From Inner to Outer Peace
Inner peace can flow into peace between people and peoples.
Peace is more than the absence of something.
It’s a constructive striving for a better world ― knowing that things can quickly deteriorate without this striving.
Therefore, to be really durable, there needs to be profound motivation. Surface-level motivation may come and go with the wind, generating tensions that add to other negative tensions. Therefore, durable peace thrives on what comes from the inside out. More than about the absence of outer tensions, it is about a flow from within.
This is a flow of inner peace.
Inner peace is also a religious direction.
Different religions incorporate this in different ways. In religious connotation, depth is naturally essential. Eventually, one is spiritual as a total being. One also knows inner peace as a total being. No wonder ‘whole,’ ‘healing,’ and ‘holy’ have the same etymological root.
This is the inner peace we can talk about and long for as transforming the world in a good sense, however remote we still are from realizing that. The world seems to turn around it, not going toward it.
The subconceptual level
Inner peace is about the mutual congruence of mental-neuronal patterns.
Contrary to this, too much tension between them can translate into inner anxiety and aggression, which can translate into bodily symptoms and/or outer aggression one way or another. The latter translation is aided by finding the same in many others one feels related to. The ‘us’ forms an outer flow ― then, a torrent against ‘them’ where a likewise torrent may go the other way.
Thus, inner peace in individuals is also crucial from a sociocultural standpoint ― including how people are healed when their inner peace gets shaky.
Inner peace is the space in which people can deeply listen to each other.
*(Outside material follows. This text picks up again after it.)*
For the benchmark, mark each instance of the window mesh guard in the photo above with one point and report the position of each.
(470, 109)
This is challenging to many — even those saying they already do (listen deeply). Unfortunately, one’s being convinced of already doing so (listening deeply) may precisely be the reason for not attaining it or even trying.
By living in this space and deeply listening to others (the potential or actual ‘enemy’), one can bring outer peace closer. Eventually, it’s the only way.
Outer peace is achieved through inner peace.
This should be valued much more in diplomacy.
Any failure in diplomacy is a failure in achieving inner peace. Deep, transformative diplomacy is oriented explicitly toward this.
In this, one can already be talking about peace versus war.
Building inner peace – day after day – is so much better.